Hümanistmiyiz Ehli İman mı?
📌Bir tarafta vahyin amel-i salih tanımı ile hümanizm yani din hakikatına ve onun kaynağı olan vahye tabi olmadan insanın iyilik yetisine sahip olduğu iddiasındaki felsefi görüş.
📌Hümanizm yani vahye tabi olmayan insanların yaptığı iyilikler ile vahye kulak veren bir mü’minin yaptığı iyilikler arasında ki farkı nedir?

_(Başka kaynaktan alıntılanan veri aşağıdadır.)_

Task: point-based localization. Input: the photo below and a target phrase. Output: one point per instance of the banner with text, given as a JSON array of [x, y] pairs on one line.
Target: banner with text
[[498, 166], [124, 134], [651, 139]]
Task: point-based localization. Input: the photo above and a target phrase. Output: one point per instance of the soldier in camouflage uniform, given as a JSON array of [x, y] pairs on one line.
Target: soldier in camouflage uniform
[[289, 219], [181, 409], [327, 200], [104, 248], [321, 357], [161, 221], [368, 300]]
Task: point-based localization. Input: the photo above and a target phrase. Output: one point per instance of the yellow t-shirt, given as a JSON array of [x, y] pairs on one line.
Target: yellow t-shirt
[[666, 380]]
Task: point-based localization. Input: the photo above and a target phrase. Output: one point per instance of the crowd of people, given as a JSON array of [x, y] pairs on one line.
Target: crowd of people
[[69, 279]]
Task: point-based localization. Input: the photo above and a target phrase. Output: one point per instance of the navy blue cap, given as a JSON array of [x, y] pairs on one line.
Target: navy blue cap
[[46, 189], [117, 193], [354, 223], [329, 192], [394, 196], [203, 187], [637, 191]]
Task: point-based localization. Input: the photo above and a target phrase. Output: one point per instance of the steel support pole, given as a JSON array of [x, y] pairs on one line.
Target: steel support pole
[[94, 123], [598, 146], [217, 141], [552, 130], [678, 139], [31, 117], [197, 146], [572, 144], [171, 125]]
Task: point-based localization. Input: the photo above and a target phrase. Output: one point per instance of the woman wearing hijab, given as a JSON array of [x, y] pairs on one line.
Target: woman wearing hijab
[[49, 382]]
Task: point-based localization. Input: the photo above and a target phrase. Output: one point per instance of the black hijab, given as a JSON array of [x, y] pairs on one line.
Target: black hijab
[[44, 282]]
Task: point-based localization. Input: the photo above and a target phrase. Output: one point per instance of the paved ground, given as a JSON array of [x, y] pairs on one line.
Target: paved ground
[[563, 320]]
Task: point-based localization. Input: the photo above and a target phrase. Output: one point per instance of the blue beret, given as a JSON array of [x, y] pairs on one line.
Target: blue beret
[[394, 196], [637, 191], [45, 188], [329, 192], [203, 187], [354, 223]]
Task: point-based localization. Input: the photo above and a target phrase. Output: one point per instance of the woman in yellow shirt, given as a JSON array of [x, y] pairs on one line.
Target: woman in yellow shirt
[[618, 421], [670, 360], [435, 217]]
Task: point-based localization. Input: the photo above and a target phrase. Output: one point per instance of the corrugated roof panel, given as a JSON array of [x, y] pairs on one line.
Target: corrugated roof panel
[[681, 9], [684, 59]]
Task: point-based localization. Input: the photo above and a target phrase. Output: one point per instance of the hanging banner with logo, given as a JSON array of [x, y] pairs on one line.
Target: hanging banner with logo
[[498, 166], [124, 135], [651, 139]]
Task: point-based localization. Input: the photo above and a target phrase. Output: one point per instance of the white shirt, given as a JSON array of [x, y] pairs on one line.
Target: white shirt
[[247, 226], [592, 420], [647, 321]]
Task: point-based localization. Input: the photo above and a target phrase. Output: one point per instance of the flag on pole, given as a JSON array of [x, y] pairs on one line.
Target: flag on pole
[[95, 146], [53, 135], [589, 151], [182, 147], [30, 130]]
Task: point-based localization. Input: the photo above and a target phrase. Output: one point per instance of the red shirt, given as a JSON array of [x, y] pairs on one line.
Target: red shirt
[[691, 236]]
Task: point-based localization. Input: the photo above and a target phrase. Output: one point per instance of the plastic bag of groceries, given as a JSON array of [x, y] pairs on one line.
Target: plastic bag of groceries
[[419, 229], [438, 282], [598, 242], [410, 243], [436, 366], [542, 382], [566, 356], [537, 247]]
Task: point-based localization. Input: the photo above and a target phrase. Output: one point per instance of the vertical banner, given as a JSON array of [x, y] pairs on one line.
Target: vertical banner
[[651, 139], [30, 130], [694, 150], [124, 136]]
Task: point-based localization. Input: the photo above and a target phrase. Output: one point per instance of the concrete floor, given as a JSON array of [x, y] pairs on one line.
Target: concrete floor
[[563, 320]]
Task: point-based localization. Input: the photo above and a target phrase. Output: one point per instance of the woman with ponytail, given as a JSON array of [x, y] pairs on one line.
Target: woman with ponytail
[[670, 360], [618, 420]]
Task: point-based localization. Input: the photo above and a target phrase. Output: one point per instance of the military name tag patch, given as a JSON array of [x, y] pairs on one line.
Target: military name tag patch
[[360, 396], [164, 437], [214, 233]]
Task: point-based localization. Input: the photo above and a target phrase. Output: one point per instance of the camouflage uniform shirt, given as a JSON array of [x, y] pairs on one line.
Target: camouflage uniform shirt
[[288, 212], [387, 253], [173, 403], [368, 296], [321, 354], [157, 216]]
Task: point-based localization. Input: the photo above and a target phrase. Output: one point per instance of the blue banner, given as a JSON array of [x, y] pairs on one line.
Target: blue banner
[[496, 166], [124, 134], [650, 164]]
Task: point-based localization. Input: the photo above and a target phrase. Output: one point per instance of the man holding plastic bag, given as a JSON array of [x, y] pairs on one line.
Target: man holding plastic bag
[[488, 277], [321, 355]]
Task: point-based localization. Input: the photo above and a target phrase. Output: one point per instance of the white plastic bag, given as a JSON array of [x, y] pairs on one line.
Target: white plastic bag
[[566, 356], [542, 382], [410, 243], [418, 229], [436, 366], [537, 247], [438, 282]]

📌Hümanizmin kaçırmış olduğu nokta ve ehl-i imanın da yapmış olduğu iyiliklerin amel-i salih olması için temel kriter şudur ki;
📌Esas olan iyilik yapmak değil Allah adına iyilik yapmaktır. Yani esas olan iyi insan olmak değil iyilik kaynağının Allah olduğunu idrak etmektir. İnsanın tanımını vahye dayandırmayan sünnet ile yorumlamayıp “ayinedarlığını unutup” “nefsi emmaresini hayrın kaynağı görüp” bunu “benliğinden bilen” ve yaptıklarının içine “benliğinden “ bir şeyler koyup beklenti içine giren her kişinin yaptığı iyilikler “hümanizm” hesabına geçer. Ve o kişi iyi bir mü’min değil iyi bir hümanist olur. Alacağı karşılıkta kuru bir teşekkür ve alkış olur.
📌Bu sırrı Bediüzzman “hayır o vakit hayır ola ki Allah için ola” cümlesi ile özetler. Şimdi soralım hümanistmiyiz yoksa ehl-i iman mı?